God wants equality on this earth and the church is His first choice to usher it in. Are you a part of the “church within the church” that is trying to do so?
” Perhaps I have once again been too optimistic. Is organized religion too inextricably bound to the status quo to save our nation and the world? Perhaps I must turn my faith to the inner spiritual church, the church within the church, as the true ekklesia and the hope of the world. But again I am thankful to God that some noble souls from the ranks of organized religion have broken loose from the paralyzing chains of conformity and joined us as active partners in the struggle for freedom, They have left their secure congregations and walked the streets of Albany, Georgia, with us. They have gone down the highways of the South on tortuous rides for freedom. Yes, they have gone to jai with us. Some have been dismissed from their churches, have lost the support of their bishops and fellow ministers. But they have acted in the faith that right defeated is stronger than evil triumphant. Their witness has been the spiritual salt that has preserved the true meaning of the gospel in these troubled times.

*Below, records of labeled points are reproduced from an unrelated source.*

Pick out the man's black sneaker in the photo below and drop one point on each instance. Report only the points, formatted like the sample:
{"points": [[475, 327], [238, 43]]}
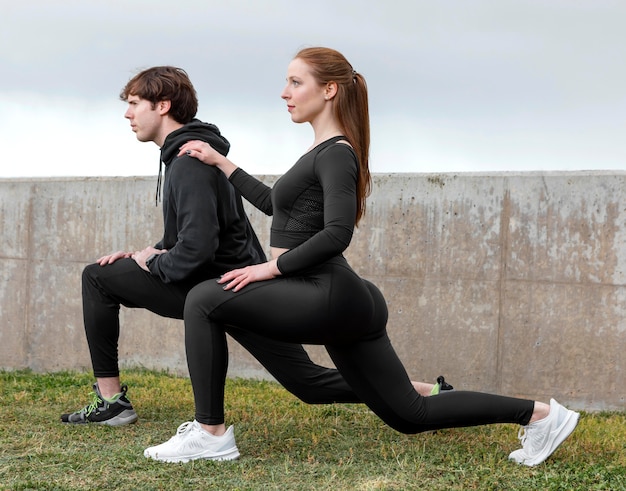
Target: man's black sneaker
{"points": [[116, 413], [440, 386]]}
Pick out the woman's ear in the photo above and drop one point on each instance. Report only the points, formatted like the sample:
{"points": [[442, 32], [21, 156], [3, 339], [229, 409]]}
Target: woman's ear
{"points": [[330, 91]]}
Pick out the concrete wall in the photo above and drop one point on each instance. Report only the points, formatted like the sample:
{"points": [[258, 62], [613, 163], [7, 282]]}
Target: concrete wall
{"points": [[507, 283]]}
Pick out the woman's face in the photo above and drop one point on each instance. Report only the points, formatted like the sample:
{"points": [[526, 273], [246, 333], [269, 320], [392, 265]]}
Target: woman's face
{"points": [[303, 94]]}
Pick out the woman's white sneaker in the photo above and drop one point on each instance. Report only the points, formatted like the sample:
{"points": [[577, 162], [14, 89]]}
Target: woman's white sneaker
{"points": [[541, 438], [192, 442]]}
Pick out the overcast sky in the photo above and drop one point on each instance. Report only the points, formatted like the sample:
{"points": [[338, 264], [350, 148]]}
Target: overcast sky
{"points": [[455, 86]]}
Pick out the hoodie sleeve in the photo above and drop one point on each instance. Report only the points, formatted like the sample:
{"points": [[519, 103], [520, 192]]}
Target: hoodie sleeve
{"points": [[193, 201]]}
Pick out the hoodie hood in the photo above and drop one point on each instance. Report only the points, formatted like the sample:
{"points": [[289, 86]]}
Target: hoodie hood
{"points": [[194, 130]]}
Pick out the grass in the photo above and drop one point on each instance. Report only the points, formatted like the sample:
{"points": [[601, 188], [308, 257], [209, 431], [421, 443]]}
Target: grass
{"points": [[285, 444]]}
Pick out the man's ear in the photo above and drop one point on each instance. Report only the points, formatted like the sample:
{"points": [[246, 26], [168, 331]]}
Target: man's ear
{"points": [[164, 107]]}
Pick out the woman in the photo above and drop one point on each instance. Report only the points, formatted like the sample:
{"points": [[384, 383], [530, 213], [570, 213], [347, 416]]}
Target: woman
{"points": [[307, 292]]}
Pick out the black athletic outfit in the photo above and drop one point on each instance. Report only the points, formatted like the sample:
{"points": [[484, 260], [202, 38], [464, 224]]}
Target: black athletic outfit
{"points": [[206, 233], [319, 299]]}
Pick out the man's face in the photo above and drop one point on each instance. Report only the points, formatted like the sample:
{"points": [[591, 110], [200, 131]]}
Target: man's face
{"points": [[145, 120]]}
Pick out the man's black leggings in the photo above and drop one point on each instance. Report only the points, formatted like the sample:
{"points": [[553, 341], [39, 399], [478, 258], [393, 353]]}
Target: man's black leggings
{"points": [[105, 288], [328, 305]]}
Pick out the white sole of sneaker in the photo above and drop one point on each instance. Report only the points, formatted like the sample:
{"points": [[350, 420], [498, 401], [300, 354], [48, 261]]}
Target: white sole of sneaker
{"points": [[232, 454], [557, 437]]}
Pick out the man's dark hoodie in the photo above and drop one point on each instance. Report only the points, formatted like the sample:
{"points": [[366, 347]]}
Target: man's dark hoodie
{"points": [[206, 230]]}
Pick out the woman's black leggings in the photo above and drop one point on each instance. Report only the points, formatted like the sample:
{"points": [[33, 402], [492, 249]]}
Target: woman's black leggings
{"points": [[328, 305], [105, 288]]}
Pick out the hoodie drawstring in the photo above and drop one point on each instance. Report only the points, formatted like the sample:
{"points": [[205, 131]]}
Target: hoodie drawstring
{"points": [[157, 197]]}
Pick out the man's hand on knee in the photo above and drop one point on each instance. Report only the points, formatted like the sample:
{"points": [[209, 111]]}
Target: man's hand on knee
{"points": [[111, 258]]}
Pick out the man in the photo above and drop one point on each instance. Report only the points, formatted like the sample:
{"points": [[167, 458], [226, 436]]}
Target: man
{"points": [[206, 233]]}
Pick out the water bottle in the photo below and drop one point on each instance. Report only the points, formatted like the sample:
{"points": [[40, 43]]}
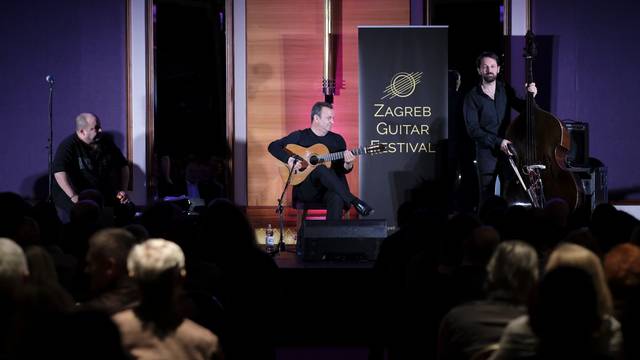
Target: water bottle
{"points": [[269, 240]]}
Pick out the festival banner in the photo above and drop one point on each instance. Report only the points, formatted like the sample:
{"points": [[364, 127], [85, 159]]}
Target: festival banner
{"points": [[402, 105]]}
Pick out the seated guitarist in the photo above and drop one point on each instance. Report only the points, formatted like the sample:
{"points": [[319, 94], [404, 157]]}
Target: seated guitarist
{"points": [[323, 185]]}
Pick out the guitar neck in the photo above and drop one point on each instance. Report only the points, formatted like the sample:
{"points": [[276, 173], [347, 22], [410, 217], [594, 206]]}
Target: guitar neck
{"points": [[340, 155]]}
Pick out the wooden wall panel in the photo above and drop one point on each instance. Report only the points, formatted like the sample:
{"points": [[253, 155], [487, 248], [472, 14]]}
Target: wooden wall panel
{"points": [[284, 76]]}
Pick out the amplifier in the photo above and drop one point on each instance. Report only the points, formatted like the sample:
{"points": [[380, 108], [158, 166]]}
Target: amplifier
{"points": [[339, 240]]}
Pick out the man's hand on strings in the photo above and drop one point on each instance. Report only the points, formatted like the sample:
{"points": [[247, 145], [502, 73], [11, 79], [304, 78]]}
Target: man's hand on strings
{"points": [[298, 164], [349, 158], [504, 146], [532, 88]]}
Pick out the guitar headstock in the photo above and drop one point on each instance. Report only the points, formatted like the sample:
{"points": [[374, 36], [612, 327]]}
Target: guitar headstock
{"points": [[375, 149]]}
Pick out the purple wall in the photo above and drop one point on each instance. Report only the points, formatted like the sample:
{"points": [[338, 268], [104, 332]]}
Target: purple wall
{"points": [[81, 43], [595, 73]]}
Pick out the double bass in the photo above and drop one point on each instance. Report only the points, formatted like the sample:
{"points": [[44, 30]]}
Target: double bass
{"points": [[540, 143]]}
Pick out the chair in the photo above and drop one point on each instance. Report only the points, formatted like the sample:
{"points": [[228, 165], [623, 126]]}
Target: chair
{"points": [[486, 352]]}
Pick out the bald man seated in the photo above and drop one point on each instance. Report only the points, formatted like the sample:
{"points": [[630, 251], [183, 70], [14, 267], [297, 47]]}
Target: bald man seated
{"points": [[88, 160]]}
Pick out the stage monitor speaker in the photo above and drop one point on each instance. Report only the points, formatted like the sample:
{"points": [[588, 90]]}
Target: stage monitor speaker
{"points": [[342, 240], [578, 155]]}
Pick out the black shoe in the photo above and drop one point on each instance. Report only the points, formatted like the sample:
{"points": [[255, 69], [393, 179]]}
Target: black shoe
{"points": [[361, 207]]}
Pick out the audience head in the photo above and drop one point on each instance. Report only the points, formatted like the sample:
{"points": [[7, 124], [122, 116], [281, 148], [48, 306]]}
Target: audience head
{"points": [[513, 269], [622, 268], [13, 264], [149, 262], [107, 257], [576, 256]]}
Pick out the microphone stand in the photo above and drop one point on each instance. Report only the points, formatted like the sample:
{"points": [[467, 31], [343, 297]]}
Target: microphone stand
{"points": [[50, 142], [280, 210]]}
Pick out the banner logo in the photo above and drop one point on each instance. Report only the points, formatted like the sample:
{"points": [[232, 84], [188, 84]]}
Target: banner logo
{"points": [[402, 85]]}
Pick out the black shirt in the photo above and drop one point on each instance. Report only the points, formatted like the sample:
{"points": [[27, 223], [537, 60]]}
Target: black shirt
{"points": [[487, 119], [88, 167]]}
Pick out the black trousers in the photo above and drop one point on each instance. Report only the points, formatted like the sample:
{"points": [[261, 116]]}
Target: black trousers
{"points": [[490, 165], [324, 186]]}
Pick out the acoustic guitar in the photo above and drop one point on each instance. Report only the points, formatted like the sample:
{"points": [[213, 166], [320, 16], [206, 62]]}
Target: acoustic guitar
{"points": [[318, 155]]}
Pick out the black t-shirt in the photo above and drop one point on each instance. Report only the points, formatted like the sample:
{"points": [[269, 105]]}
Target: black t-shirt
{"points": [[88, 167]]}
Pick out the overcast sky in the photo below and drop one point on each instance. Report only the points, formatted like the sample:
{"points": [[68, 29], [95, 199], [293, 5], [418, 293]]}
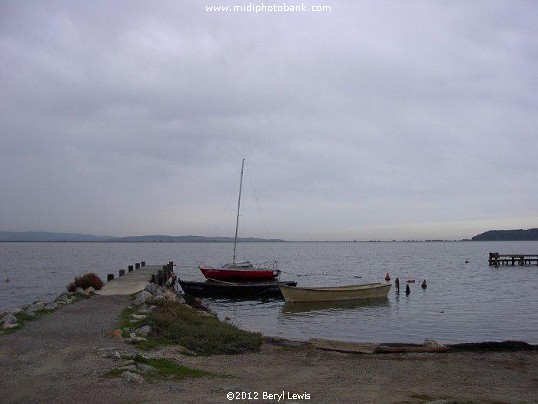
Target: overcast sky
{"points": [[374, 120]]}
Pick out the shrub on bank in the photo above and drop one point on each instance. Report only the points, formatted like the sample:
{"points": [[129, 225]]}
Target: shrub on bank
{"points": [[86, 281]]}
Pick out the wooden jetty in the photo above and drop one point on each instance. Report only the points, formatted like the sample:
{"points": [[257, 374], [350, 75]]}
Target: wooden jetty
{"points": [[136, 278], [496, 259]]}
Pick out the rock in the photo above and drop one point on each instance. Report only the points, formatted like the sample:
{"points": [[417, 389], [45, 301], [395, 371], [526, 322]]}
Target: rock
{"points": [[430, 343], [9, 319], [131, 377], [142, 297], [142, 367], [65, 298], [143, 331], [169, 295], [51, 306], [116, 334], [135, 338], [152, 288]]}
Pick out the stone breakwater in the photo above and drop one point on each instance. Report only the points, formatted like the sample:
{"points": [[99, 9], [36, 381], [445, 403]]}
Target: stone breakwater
{"points": [[11, 319]]}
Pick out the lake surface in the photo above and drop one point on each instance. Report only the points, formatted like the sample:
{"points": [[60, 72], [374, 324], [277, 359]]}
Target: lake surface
{"points": [[464, 302]]}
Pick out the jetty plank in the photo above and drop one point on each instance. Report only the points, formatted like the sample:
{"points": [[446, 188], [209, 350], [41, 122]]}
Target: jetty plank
{"points": [[496, 259], [130, 282], [342, 346]]}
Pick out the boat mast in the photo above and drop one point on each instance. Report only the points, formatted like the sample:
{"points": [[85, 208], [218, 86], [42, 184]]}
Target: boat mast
{"points": [[238, 207]]}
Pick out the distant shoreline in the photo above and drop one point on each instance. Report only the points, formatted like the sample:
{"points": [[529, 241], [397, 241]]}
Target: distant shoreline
{"points": [[50, 237]]}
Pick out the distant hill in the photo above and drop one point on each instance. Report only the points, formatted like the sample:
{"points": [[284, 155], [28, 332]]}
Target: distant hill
{"points": [[43, 236], [49, 236], [508, 235]]}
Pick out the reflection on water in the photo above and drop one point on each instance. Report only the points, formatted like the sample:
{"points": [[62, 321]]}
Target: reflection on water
{"points": [[466, 300], [328, 308]]}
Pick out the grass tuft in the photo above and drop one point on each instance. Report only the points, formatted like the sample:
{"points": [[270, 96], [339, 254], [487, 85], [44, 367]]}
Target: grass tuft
{"points": [[201, 334]]}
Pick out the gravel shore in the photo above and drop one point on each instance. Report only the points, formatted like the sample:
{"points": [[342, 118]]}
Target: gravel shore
{"points": [[59, 358]]}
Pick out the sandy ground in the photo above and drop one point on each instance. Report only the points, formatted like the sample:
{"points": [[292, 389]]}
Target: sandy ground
{"points": [[59, 359]]}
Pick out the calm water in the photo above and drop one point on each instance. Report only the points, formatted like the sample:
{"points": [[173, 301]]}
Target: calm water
{"points": [[463, 302]]}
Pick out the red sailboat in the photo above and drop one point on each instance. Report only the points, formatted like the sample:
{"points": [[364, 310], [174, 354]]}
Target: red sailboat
{"points": [[243, 271]]}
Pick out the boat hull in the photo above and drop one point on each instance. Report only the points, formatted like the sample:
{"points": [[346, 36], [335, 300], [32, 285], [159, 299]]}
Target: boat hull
{"points": [[239, 274], [334, 294], [258, 290]]}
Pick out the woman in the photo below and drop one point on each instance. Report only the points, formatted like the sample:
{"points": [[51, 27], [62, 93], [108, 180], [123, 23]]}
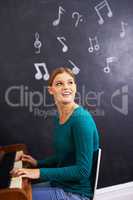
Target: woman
{"points": [[75, 140]]}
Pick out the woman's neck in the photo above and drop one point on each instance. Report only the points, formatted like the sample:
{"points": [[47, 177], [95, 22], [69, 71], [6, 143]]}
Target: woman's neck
{"points": [[65, 111]]}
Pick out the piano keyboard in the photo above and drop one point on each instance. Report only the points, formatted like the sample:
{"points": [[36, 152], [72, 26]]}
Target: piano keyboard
{"points": [[16, 182]]}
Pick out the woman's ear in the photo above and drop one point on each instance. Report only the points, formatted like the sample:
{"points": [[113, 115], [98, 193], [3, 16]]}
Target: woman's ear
{"points": [[50, 90]]}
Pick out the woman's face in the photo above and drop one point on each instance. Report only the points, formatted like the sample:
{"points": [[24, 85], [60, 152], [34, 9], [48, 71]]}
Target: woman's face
{"points": [[63, 88]]}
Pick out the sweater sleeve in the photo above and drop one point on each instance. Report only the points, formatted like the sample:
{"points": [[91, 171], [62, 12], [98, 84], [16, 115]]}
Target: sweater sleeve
{"points": [[83, 133]]}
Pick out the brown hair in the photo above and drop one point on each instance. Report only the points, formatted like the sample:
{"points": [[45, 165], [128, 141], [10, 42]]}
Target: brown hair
{"points": [[60, 70]]}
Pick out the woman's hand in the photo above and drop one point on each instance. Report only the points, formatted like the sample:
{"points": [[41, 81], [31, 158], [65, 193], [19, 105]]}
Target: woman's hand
{"points": [[29, 159], [26, 173]]}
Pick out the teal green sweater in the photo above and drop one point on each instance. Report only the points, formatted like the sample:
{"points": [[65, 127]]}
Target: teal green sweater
{"points": [[74, 144]]}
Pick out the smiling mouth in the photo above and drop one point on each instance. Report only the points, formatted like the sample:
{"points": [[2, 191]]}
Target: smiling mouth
{"points": [[66, 94]]}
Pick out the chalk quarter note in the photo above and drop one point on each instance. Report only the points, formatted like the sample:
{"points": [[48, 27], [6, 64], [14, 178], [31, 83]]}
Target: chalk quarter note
{"points": [[109, 60], [37, 43], [94, 45], [100, 6], [123, 29], [75, 69], [41, 71], [61, 11], [64, 46]]}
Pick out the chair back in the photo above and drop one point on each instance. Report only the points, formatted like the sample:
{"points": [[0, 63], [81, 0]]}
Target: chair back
{"points": [[95, 171]]}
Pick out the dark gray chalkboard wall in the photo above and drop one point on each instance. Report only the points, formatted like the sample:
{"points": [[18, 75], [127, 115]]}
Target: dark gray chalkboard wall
{"points": [[98, 46]]}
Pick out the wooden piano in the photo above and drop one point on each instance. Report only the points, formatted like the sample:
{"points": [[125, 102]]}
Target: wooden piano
{"points": [[19, 188]]}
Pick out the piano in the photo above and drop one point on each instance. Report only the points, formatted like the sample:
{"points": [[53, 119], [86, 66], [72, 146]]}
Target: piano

They have carved a tunnel of hope through the dark mountain of disappointment.” Martin Luther King Jr. “Letter From Birmingham Jail,” April 16, 1963
O Lord, “Do not pass by your servant.” (Genesis 18:1) The struggle is not yet over. The “church within the church” still holds your sweet kernel of hope. May a small but fervent fragment speak faithfully to all of Your eternal kingdom. May we speak boldly in Your name, having been touched gently by Your hand. May we challenge leaders to lead where You want us to go. You are our strength and our motivation. You are the Savior.